In return, the taxpayer will take preference shares in the lenders. These rank the Government ahead of ordinary investors who own shares listed on the London Stock Exchange.
But because their price is fixed, the taxpayer risks missing out on any windfalls if the value of banks soar.
Halifax Bank of Scotland, Lloyds TSB and Royal Bank of Scotland are expected to take up the offer of government cash, while Barclays and the Nationwide are considering the move.
By contrast HSBC has said it has no need for any government money, as did Standard Chartered and Abbey, which is owned by Spain's Santander.
On top of this, the Government will offer a £250billion guarantee to underwrite debt, helping banks raise much-needed cash.

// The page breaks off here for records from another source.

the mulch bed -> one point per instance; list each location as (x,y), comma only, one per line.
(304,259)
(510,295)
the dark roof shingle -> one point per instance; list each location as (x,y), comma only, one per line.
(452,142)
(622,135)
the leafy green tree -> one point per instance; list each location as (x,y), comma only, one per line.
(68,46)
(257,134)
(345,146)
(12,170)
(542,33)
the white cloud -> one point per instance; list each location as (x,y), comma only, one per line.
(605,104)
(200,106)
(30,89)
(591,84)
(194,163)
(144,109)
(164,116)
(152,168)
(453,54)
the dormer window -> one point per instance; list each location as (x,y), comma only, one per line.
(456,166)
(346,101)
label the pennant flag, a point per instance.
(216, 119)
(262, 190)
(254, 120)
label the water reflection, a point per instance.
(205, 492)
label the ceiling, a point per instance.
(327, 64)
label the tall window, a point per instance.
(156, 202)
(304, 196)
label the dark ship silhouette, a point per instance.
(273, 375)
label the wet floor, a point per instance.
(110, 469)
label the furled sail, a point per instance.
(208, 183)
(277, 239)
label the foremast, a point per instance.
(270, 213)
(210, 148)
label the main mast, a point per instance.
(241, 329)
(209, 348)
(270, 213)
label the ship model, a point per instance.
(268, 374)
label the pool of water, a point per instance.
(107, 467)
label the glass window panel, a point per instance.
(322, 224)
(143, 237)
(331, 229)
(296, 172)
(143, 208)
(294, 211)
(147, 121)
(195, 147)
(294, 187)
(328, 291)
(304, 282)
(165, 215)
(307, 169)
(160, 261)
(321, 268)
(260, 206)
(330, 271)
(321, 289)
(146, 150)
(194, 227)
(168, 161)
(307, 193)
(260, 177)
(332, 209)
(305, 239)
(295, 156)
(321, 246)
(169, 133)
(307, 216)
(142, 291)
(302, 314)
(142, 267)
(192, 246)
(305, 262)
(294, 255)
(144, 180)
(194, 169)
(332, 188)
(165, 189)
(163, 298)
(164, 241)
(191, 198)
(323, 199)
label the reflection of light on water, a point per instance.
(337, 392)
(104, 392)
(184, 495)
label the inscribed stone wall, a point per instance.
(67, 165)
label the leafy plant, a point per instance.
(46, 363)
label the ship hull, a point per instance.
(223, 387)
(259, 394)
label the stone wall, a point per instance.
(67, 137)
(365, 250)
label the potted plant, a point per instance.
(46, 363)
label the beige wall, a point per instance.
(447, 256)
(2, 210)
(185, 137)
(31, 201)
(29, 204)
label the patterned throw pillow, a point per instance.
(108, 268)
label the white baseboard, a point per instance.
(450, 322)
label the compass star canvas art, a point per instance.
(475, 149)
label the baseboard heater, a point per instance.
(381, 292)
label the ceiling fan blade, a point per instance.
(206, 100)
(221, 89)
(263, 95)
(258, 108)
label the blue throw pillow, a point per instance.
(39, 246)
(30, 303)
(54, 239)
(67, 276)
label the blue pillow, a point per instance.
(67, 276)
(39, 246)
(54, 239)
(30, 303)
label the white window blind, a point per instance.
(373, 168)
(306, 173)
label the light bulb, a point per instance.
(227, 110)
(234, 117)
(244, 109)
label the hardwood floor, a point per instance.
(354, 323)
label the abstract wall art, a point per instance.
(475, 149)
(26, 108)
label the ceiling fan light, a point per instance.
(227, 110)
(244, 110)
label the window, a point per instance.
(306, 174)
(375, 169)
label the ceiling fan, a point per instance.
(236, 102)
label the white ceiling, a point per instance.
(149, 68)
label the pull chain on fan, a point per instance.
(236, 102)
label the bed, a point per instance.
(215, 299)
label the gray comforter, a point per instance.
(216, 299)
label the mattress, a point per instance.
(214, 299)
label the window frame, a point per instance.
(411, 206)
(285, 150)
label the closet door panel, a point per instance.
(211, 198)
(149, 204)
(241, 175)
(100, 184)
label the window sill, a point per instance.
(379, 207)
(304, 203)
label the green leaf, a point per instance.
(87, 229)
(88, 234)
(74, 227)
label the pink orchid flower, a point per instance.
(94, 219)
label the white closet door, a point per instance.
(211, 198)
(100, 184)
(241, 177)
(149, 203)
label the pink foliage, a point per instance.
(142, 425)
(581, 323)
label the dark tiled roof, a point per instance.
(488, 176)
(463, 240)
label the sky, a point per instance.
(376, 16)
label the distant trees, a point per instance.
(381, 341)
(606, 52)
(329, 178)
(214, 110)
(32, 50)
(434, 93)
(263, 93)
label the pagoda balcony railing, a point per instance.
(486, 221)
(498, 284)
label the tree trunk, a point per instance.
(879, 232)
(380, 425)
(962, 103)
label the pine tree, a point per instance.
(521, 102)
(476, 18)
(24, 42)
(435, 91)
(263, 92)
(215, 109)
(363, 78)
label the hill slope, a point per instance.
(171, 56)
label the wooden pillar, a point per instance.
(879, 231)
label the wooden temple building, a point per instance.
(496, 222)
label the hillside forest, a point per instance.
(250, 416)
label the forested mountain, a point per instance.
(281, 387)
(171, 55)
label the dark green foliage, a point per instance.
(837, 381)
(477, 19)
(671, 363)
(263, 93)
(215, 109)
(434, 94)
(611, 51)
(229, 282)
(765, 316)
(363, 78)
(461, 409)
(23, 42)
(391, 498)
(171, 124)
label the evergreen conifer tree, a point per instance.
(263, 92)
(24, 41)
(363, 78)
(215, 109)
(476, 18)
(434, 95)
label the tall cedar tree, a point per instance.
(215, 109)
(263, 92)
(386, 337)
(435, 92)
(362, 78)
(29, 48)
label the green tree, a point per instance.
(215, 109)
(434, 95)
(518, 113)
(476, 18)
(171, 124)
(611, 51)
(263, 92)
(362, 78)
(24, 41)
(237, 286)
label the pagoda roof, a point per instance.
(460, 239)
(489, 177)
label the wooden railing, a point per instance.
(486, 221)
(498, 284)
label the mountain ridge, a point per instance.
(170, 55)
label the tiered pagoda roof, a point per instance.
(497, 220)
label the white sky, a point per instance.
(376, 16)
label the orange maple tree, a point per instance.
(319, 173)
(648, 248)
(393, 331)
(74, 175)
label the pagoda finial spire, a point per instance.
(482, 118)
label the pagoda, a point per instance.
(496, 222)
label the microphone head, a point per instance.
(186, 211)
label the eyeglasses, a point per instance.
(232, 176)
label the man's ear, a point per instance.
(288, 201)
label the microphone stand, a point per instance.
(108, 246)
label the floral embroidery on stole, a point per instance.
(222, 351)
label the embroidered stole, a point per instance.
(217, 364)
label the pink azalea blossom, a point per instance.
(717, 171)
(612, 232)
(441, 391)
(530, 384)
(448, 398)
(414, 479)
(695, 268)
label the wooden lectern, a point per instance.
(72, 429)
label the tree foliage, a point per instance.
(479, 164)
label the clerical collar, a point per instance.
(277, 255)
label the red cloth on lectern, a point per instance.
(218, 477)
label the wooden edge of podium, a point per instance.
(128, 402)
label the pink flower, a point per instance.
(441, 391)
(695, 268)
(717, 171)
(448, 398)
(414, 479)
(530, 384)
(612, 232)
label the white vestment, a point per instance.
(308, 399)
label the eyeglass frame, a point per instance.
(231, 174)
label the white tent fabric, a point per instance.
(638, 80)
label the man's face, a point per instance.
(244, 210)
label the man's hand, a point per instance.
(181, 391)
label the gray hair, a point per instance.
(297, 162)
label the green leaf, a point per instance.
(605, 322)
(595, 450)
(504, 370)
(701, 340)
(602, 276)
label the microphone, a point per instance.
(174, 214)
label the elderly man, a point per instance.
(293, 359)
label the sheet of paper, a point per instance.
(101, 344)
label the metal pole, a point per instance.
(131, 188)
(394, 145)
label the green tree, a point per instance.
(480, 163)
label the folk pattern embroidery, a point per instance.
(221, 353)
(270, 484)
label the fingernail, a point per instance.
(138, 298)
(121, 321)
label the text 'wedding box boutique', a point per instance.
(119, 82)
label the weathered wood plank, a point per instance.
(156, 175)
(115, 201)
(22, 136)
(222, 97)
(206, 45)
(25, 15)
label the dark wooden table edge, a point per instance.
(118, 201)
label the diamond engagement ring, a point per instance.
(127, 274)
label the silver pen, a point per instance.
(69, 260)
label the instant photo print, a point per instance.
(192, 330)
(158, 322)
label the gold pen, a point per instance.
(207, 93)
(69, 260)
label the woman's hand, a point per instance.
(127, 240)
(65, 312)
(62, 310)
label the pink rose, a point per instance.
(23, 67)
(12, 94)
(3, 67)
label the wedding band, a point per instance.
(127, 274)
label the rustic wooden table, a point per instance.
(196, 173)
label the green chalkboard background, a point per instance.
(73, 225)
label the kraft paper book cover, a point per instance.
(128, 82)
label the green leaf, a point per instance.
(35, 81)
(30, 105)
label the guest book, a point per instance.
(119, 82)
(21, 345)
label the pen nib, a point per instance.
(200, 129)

And the Bank of England will take on up to £200billion of repackaged mortgages to help strengthen the banks' finances.
Surprise move: The Bank of England cut interest rates by 0.5 per cent in a co-ordinated move echoed across Europe, in the U.S. and significantly in China
The jawdropping liability amounts to more than a third of the annual value of the British economy.
'That's a level we haven't seen since the crisis of the 1970s,' said Robert Chote, director of the Institute for Fiscal Studies.
'After the next election, whoever wins will have to do some unpleasant things on both tax and spending.'
Mr Brown admitted public borrowing will have to be drastically increased to fund the package, but he insisted that 'for every family in the country, the stability of the banking system matters'.
He promised a crackdown on excessive pay and bonuses for bank executives in exchange for taxpayer cash, and held out the hope of swift cuts in lending rates for small businesses struggling to raise cash.
City insider to oversee bank bail-out
Task: Paul Myners will negotiate the bank bail-out for the Government
A businessman with one of the most extensive CVs in the City will negotiate the bank bail-out on behalf of the Government.
Paul Myners, 60, will have to ensure that billions of pounds of taxpayers' money is not squandered.
The newly-appointed Minister for City can claim the chairmanship of Marks & Spencer, Guardian Media Group and Land Securities among his recent posts.
He has also worked for Powergen, Gartmore, NatWest, Coutts, O2, Bank of New York and the Bank of England.
Public-appointments include leading a Treasury-commissioned review into institutional investment and a review into the governance of life companies and chairing the Low Pay Commission.
He started his career in 1970 as a financial journalist with the Daily Telegraph but left after four years to join Rothschilds merchant bank.
In 2007, he donated £12,700 to Gordon Brown's leadership campaign.
He has two children by Alison, his wife of 13 years, as well as three daughters from a previous marriage.